18:5 When Silas and Timothy had come from Macedonia, Paul was compelled by the Spirit, and testified to the Jews that Jesus is the Christ. 6 But when they opposed him and blasphemed, he shook his garments and said to them, “Your blood be upon your own heads; I am clean. From now on I will go to the Gentiles.” 7 And he departed from there and entered the house of a certain man named Justus, one who worshiped God, whose house was next door to the synagogue. 8 Then Crispus, the ruler of the synagogue, believed on the Lord with all his household. And many of the Corinthians, hearing, believed and were baptized.
So Paul arrives in Corinth and like he did in all the other cities he has been went to the Synagogue. He tells the Jews gathered there to worship that their Messiah has come. He preaches Jesus to them from their own prophets and sacred writings. He tells them how He was misunderstood and killed but rose from the dead. He likely told his own story of rejecting Jesus and hunting down His followers in an effort to exterminate them. He would have shared his experience in the road to Damascus when God met him and asked him what he was doing. How he realized he was fighting on the wrong side.

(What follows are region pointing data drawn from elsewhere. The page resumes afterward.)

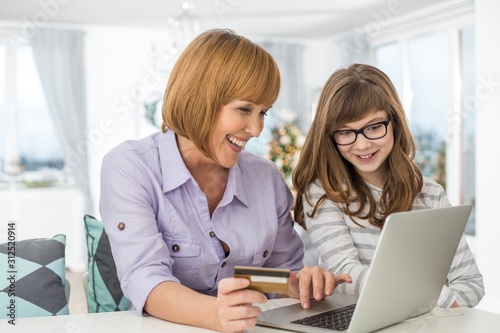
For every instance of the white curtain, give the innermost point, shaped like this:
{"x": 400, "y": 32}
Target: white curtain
{"x": 59, "y": 56}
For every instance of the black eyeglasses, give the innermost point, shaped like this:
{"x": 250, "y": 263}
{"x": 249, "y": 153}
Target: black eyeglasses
{"x": 371, "y": 132}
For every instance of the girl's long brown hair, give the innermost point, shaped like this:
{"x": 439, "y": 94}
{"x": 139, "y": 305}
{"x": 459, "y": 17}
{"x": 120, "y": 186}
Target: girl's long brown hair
{"x": 349, "y": 95}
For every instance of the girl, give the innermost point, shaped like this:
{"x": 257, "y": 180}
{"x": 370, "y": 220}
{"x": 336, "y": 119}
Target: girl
{"x": 355, "y": 169}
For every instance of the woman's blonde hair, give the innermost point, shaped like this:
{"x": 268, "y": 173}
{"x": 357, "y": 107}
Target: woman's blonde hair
{"x": 217, "y": 67}
{"x": 349, "y": 95}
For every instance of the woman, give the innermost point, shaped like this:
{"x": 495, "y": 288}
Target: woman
{"x": 184, "y": 206}
{"x": 355, "y": 169}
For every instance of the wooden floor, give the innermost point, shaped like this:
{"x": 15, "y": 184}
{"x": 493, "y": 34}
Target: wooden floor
{"x": 77, "y": 298}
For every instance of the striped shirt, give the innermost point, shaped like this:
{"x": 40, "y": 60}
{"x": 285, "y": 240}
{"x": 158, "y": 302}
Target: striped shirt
{"x": 344, "y": 247}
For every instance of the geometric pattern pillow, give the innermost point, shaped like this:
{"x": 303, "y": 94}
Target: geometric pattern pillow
{"x": 35, "y": 285}
{"x": 104, "y": 293}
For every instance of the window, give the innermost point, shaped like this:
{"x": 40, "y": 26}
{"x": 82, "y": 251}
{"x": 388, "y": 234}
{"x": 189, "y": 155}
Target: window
{"x": 3, "y": 104}
{"x": 434, "y": 76}
{"x": 30, "y": 148}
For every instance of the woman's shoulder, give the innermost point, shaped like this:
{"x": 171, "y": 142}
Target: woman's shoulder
{"x": 133, "y": 149}
{"x": 251, "y": 160}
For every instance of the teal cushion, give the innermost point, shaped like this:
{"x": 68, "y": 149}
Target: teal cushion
{"x": 39, "y": 276}
{"x": 104, "y": 293}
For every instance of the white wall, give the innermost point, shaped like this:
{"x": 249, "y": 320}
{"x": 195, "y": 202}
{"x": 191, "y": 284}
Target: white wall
{"x": 119, "y": 77}
{"x": 487, "y": 140}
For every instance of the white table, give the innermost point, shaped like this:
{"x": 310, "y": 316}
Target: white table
{"x": 460, "y": 320}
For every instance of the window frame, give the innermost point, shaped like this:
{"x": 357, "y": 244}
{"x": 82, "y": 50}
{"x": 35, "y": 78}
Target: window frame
{"x": 402, "y": 32}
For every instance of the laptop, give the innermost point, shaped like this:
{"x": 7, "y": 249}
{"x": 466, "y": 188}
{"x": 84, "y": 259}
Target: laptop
{"x": 406, "y": 276}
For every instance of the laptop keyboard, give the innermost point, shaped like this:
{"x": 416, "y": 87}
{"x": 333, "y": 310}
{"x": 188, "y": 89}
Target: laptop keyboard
{"x": 335, "y": 320}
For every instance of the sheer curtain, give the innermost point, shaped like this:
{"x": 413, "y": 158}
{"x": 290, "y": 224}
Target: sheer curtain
{"x": 59, "y": 56}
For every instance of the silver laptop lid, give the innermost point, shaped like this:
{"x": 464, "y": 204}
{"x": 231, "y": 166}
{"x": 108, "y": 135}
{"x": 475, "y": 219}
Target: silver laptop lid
{"x": 409, "y": 266}
{"x": 406, "y": 276}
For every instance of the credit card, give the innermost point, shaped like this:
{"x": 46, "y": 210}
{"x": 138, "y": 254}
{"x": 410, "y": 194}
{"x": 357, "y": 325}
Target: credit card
{"x": 266, "y": 280}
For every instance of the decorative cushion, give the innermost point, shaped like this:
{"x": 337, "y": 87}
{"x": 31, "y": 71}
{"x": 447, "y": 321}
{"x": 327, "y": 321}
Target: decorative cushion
{"x": 104, "y": 292}
{"x": 39, "y": 276}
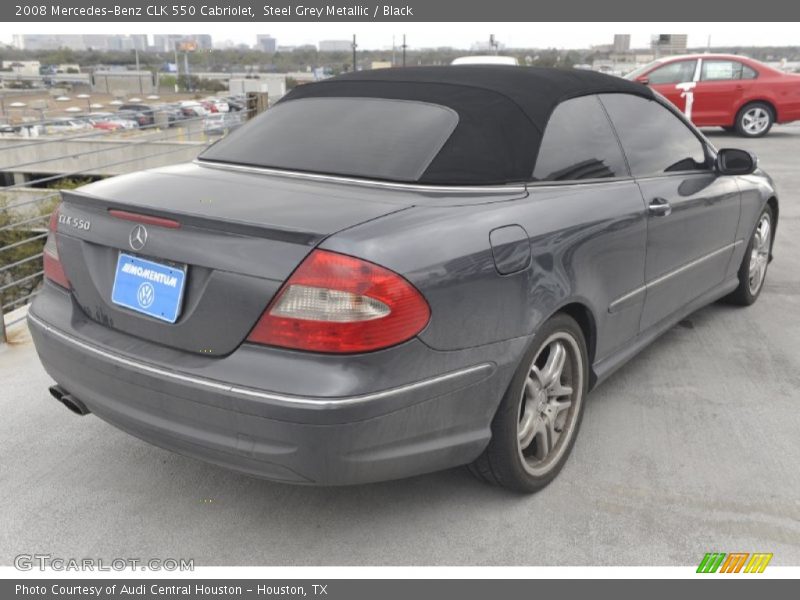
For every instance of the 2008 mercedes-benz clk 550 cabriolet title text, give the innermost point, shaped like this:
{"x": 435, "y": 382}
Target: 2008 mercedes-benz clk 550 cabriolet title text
{"x": 397, "y": 271}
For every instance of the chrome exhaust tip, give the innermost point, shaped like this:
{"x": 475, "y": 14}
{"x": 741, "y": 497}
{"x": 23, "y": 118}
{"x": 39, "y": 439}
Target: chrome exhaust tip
{"x": 70, "y": 401}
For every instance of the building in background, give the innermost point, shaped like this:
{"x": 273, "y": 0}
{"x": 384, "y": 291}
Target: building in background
{"x": 335, "y": 46}
{"x": 166, "y": 42}
{"x": 121, "y": 83}
{"x": 622, "y": 43}
{"x": 22, "y": 67}
{"x": 266, "y": 43}
{"x": 665, "y": 44}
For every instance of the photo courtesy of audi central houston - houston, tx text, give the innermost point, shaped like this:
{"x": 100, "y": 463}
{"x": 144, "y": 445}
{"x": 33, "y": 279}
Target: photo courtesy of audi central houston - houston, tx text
{"x": 292, "y": 290}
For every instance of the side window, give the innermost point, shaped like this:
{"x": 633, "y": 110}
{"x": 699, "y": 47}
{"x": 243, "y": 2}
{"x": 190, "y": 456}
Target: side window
{"x": 579, "y": 143}
{"x": 654, "y": 139}
{"x": 675, "y": 72}
{"x": 725, "y": 70}
{"x": 748, "y": 73}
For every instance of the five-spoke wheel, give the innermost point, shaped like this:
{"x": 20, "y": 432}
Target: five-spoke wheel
{"x": 753, "y": 268}
{"x": 754, "y": 120}
{"x": 537, "y": 421}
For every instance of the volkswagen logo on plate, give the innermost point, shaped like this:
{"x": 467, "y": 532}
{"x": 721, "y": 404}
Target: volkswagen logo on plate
{"x": 138, "y": 237}
{"x": 146, "y": 294}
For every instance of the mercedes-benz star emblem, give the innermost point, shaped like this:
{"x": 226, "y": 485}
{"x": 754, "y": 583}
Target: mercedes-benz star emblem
{"x": 138, "y": 237}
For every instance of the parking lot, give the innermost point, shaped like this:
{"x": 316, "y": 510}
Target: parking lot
{"x": 692, "y": 447}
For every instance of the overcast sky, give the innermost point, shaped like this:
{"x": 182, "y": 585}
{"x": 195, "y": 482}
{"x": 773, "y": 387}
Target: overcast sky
{"x": 462, "y": 35}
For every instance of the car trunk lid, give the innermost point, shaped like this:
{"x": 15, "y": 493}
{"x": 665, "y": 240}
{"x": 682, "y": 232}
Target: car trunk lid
{"x": 237, "y": 235}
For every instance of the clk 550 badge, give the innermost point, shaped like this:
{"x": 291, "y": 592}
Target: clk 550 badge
{"x": 75, "y": 222}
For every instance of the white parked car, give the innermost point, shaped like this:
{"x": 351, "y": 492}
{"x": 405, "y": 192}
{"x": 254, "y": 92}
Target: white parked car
{"x": 486, "y": 60}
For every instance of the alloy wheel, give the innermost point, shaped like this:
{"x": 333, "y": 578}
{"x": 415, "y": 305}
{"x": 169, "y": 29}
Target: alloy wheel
{"x": 550, "y": 403}
{"x": 755, "y": 120}
{"x": 759, "y": 254}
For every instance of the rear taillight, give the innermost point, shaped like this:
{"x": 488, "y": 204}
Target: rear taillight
{"x": 53, "y": 269}
{"x": 340, "y": 304}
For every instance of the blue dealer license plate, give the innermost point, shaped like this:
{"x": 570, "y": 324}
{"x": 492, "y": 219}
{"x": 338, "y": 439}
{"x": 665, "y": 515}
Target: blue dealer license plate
{"x": 148, "y": 287}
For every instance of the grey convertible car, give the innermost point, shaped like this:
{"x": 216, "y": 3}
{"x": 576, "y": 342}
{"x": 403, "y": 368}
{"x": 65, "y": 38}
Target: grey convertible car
{"x": 397, "y": 271}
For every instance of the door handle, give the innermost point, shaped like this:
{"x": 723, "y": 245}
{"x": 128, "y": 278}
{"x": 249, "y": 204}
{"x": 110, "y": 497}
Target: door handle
{"x": 659, "y": 207}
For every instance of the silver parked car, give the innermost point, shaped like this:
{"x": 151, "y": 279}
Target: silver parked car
{"x": 398, "y": 271}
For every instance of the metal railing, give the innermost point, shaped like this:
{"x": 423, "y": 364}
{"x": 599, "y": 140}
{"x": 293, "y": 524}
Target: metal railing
{"x": 23, "y": 221}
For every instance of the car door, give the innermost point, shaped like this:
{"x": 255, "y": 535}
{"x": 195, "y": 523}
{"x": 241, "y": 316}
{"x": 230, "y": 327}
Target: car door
{"x": 692, "y": 212}
{"x": 719, "y": 91}
{"x": 671, "y": 80}
{"x": 598, "y": 212}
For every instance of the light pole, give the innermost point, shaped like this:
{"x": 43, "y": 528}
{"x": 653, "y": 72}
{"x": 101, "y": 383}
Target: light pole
{"x": 177, "y": 68}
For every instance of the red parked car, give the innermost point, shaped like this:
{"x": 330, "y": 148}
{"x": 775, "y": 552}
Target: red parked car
{"x": 725, "y": 90}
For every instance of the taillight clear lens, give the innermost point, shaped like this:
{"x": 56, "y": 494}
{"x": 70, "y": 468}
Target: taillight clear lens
{"x": 53, "y": 269}
{"x": 341, "y": 304}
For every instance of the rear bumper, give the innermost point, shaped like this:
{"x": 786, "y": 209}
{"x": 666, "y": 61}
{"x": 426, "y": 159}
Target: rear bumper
{"x": 426, "y": 424}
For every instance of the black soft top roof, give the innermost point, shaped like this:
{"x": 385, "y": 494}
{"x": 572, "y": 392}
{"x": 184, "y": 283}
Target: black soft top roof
{"x": 503, "y": 111}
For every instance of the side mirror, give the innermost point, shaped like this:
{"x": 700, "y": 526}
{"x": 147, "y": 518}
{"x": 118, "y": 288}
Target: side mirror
{"x": 731, "y": 161}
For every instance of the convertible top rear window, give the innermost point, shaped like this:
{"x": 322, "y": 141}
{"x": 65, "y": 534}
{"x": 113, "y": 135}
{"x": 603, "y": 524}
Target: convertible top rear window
{"x": 361, "y": 137}
{"x": 465, "y": 125}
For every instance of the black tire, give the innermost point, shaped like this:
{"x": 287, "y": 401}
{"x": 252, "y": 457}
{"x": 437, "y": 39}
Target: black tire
{"x": 505, "y": 462}
{"x": 760, "y": 109}
{"x": 746, "y": 294}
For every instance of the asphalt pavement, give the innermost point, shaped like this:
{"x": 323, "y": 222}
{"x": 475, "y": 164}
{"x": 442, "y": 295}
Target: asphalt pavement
{"x": 692, "y": 447}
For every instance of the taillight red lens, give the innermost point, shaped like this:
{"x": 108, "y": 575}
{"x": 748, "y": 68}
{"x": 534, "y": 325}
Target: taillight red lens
{"x": 53, "y": 269}
{"x": 340, "y": 304}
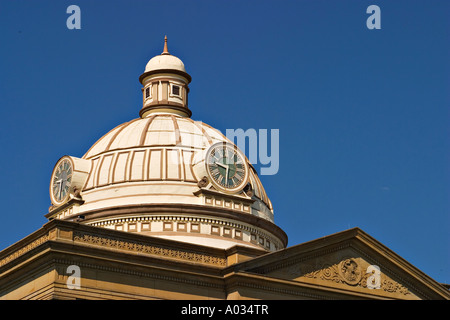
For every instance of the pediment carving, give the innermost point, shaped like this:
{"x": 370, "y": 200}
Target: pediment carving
{"x": 349, "y": 271}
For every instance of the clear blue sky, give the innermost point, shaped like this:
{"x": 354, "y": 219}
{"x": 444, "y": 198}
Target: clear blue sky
{"x": 363, "y": 114}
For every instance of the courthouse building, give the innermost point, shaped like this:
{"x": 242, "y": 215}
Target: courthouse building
{"x": 165, "y": 207}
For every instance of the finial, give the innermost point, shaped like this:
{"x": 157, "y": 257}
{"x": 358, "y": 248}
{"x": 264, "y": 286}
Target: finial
{"x": 166, "y": 51}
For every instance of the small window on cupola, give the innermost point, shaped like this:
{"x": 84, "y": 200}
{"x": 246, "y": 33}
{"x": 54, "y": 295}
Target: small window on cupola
{"x": 175, "y": 90}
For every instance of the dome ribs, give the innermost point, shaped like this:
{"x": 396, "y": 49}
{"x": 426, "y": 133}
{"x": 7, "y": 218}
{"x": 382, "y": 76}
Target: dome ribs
{"x": 145, "y": 131}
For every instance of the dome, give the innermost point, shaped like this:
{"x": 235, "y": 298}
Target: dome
{"x": 138, "y": 158}
{"x": 164, "y": 62}
{"x": 151, "y": 175}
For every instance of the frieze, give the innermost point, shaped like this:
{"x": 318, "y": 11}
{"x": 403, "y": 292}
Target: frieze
{"x": 24, "y": 250}
{"x": 107, "y": 242}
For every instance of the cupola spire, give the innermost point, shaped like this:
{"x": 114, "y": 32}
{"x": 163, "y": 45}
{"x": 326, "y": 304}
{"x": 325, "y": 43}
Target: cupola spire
{"x": 166, "y": 51}
{"x": 165, "y": 85}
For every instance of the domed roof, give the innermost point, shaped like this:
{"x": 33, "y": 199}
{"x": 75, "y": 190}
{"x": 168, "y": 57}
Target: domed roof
{"x": 139, "y": 151}
{"x": 150, "y": 175}
{"x": 164, "y": 62}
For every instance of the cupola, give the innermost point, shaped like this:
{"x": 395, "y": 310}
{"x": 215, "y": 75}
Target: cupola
{"x": 165, "y": 86}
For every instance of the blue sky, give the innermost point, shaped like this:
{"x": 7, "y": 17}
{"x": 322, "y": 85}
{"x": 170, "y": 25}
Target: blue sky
{"x": 363, "y": 114}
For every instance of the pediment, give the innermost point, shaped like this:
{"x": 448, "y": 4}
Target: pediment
{"x": 349, "y": 261}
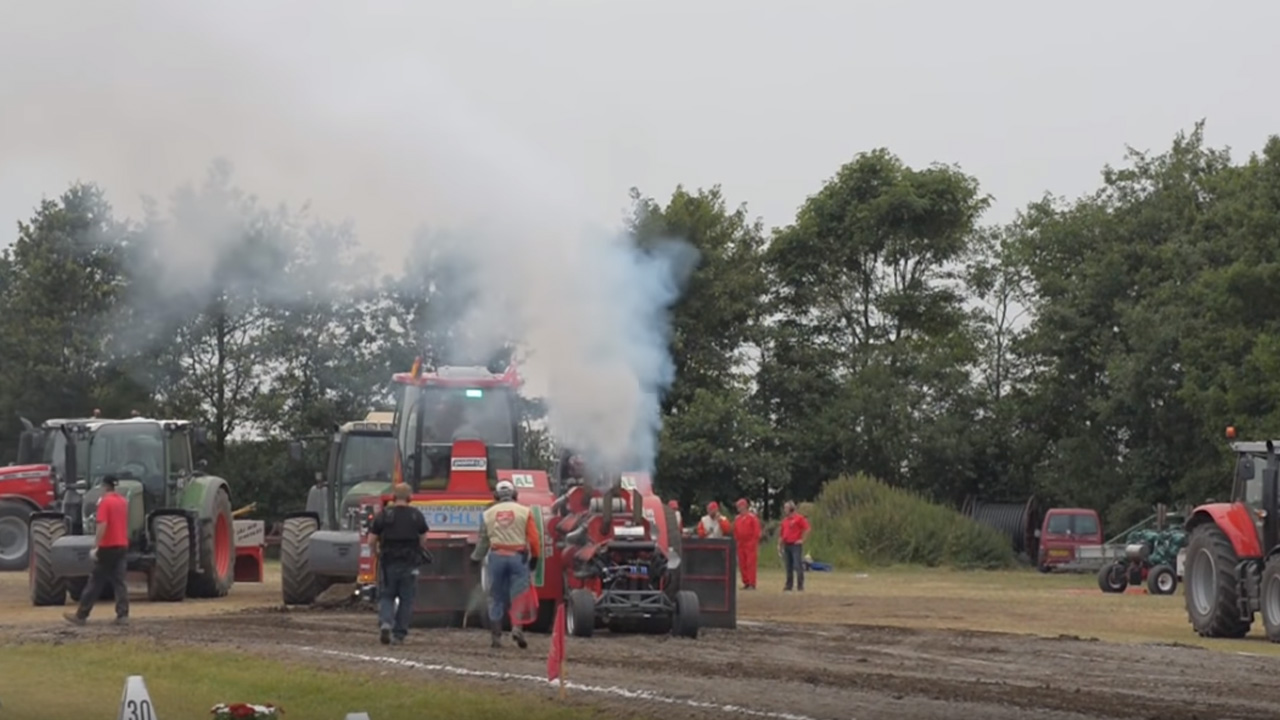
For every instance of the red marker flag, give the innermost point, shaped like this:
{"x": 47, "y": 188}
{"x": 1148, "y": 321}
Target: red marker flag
{"x": 556, "y": 656}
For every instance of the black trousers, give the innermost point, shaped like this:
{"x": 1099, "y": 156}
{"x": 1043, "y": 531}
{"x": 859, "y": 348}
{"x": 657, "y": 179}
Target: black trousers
{"x": 110, "y": 568}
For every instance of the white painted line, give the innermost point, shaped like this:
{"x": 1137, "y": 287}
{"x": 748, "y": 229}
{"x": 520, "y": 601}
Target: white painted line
{"x": 568, "y": 684}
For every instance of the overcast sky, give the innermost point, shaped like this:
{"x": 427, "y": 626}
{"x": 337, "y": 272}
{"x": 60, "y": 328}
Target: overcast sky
{"x": 396, "y": 113}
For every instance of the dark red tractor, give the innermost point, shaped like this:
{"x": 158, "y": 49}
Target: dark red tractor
{"x": 1233, "y": 556}
{"x": 621, "y": 570}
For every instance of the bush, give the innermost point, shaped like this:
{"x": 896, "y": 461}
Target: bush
{"x": 862, "y": 522}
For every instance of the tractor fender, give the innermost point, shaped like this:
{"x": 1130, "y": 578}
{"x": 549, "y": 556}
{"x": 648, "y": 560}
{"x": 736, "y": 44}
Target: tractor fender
{"x": 201, "y": 493}
{"x": 21, "y": 500}
{"x": 1233, "y": 519}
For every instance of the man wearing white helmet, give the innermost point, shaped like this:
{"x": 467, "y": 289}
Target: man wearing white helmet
{"x": 511, "y": 538}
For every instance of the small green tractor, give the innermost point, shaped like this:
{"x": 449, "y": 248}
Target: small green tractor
{"x": 320, "y": 546}
{"x": 181, "y": 529}
{"x": 1150, "y": 556}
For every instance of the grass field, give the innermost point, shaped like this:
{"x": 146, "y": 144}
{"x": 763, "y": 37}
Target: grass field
{"x": 1013, "y": 601}
{"x": 187, "y": 683}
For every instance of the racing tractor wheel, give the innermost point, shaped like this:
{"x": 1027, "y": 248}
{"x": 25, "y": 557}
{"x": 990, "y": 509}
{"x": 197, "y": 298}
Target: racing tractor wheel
{"x": 688, "y": 615}
{"x": 1112, "y": 578}
{"x": 298, "y": 584}
{"x": 1269, "y": 592}
{"x": 1161, "y": 580}
{"x": 216, "y": 570}
{"x": 581, "y": 614}
{"x": 167, "y": 580}
{"x": 1212, "y": 593}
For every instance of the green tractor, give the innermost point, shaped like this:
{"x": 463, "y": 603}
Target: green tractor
{"x": 181, "y": 531}
{"x": 320, "y": 546}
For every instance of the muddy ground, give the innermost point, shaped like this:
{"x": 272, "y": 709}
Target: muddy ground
{"x": 764, "y": 668}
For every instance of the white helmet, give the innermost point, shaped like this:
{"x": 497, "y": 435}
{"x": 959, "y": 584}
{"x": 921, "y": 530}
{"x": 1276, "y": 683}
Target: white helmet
{"x": 504, "y": 490}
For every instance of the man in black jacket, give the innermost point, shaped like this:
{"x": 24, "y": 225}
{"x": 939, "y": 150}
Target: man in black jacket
{"x": 400, "y": 542}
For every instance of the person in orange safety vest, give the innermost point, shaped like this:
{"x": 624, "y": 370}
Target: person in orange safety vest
{"x": 746, "y": 534}
{"x": 713, "y": 524}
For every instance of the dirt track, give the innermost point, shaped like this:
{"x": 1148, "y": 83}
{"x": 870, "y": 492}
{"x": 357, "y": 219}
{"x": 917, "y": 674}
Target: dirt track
{"x": 773, "y": 669}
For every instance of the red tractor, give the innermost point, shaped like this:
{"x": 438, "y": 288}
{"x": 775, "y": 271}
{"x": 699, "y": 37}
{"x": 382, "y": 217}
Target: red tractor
{"x": 621, "y": 563}
{"x": 1233, "y": 554}
{"x": 35, "y": 483}
{"x": 457, "y": 433}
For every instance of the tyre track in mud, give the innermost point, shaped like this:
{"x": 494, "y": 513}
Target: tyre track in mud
{"x": 813, "y": 671}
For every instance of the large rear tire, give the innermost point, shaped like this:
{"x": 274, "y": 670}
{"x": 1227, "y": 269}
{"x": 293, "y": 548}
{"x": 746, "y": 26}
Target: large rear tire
{"x": 298, "y": 584}
{"x": 167, "y": 582}
{"x": 1212, "y": 593}
{"x": 216, "y": 552}
{"x": 14, "y": 536}
{"x": 46, "y": 588}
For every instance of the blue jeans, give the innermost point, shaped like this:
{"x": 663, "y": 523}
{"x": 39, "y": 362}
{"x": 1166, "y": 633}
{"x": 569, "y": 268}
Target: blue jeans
{"x": 794, "y": 556}
{"x": 508, "y": 578}
{"x": 397, "y": 580}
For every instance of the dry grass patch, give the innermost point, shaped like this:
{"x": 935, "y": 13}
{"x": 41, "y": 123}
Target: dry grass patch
{"x": 1013, "y": 601}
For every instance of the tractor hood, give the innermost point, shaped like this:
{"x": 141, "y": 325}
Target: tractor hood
{"x": 355, "y": 496}
{"x": 132, "y": 493}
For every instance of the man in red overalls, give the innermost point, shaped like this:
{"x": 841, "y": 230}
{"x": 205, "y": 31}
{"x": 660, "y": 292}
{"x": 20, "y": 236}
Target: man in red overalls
{"x": 746, "y": 533}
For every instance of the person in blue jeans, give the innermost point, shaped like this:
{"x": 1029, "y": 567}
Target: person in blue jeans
{"x": 400, "y": 538}
{"x": 511, "y": 540}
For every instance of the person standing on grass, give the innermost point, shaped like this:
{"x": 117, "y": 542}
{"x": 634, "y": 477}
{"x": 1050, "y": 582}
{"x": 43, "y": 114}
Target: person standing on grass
{"x": 746, "y": 534}
{"x": 110, "y": 547}
{"x": 791, "y": 537}
{"x": 400, "y": 543}
{"x": 713, "y": 524}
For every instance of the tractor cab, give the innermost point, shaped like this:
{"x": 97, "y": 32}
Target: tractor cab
{"x": 456, "y": 428}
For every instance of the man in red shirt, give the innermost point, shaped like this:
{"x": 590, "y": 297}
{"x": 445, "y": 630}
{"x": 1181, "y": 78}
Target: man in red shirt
{"x": 791, "y": 536}
{"x": 746, "y": 534}
{"x": 112, "y": 545}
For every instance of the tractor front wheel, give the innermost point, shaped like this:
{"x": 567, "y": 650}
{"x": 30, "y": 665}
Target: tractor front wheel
{"x": 1212, "y": 593}
{"x": 1112, "y": 578}
{"x": 167, "y": 580}
{"x": 297, "y": 582}
{"x": 46, "y": 588}
{"x": 1161, "y": 580}
{"x": 1269, "y": 591}
{"x": 581, "y": 614}
{"x": 216, "y": 570}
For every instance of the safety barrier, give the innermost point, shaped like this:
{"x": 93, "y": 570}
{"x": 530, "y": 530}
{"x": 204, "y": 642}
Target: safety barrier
{"x": 709, "y": 569}
{"x": 250, "y": 541}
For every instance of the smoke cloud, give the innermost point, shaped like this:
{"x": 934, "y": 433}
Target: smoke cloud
{"x": 312, "y": 104}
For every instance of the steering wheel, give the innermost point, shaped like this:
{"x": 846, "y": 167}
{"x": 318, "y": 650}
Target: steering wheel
{"x": 127, "y": 470}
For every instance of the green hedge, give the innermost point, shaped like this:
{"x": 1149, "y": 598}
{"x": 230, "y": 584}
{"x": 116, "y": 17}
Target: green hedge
{"x": 862, "y": 522}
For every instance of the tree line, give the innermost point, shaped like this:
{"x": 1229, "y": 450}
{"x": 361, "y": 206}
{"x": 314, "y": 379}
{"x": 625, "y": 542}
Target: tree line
{"x": 1091, "y": 351}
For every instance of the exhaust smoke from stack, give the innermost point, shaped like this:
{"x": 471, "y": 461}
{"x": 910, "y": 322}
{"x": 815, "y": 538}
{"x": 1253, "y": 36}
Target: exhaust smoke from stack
{"x": 141, "y": 96}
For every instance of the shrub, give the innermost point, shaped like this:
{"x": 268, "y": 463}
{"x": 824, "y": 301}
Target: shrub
{"x": 862, "y": 522}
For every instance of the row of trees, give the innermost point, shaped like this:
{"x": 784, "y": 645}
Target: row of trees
{"x": 1089, "y": 351}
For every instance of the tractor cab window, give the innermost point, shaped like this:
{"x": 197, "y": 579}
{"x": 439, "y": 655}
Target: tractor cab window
{"x": 365, "y": 458}
{"x": 440, "y": 415}
{"x": 179, "y": 455}
{"x": 129, "y": 451}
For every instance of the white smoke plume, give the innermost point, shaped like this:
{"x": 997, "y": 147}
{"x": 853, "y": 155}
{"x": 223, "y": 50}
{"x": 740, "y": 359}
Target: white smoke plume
{"x": 311, "y": 103}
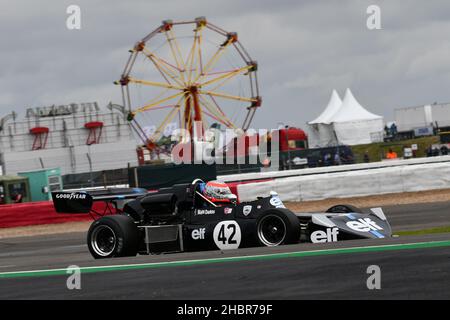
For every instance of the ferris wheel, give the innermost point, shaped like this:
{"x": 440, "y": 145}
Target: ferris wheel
{"x": 188, "y": 72}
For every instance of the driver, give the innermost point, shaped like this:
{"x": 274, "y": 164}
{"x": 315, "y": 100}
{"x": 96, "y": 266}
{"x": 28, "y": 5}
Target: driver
{"x": 218, "y": 193}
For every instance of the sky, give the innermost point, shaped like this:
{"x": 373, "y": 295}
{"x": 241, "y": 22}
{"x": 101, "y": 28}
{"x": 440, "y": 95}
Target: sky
{"x": 304, "y": 49}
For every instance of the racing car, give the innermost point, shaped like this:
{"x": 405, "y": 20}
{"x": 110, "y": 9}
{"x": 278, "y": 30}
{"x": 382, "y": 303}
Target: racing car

He told them all this and nothing happened. There was no reaction...
Paul was so frustrated he basically had a melt down and told them he was done trying to convince Jews about their own Messiah and he was going to preach to the Gentiles instead. Ironically the Gentile he was staying with lived right next door to the Synagogue. The very next verse tells us the ruler of the synagogue (Crispus) and his family believed Paul's message and became followers of Jesus.
Notice the Bible doesn't tell is how much time passed between verse 7 and verse 8. Paul leaves the Jews and moves in with a Gentile and the very next verse says the ruler of the synagogue and his family become believers. Interesting.
What happened? Did they just need some time to process the message? Did they do some follow up study like the Bereans did and come to their senses like the prodigal son had? Or did they observe Paul's life and become convinced by not only the message but the man?
One of my all-time favourite books is a book about being a pastor called "Feed My Sheep". The author is HMS Richards. In it there is a chapter called "The Man is the Message". In essence the life we live is a far greater sermon than any sermon we preach.
Personally I believe Luke put verse 7 and 8 side by side to remind us of this truth. Paul used words in the Synagogue and they heard the words but didn't immediately respond. Then they observed his life in the community and his passion for Jesus and lost souls. They saw his love even for the Gentiles and in response to both his preaching and his life the ruler of the Synagogue became a Christ follower.
Words are important but they pale in comparison to the life lived. Never underestimate the influence of how you live. It may make your neighbour either want to follow Jesus or determine never to follow Him. The man is the message.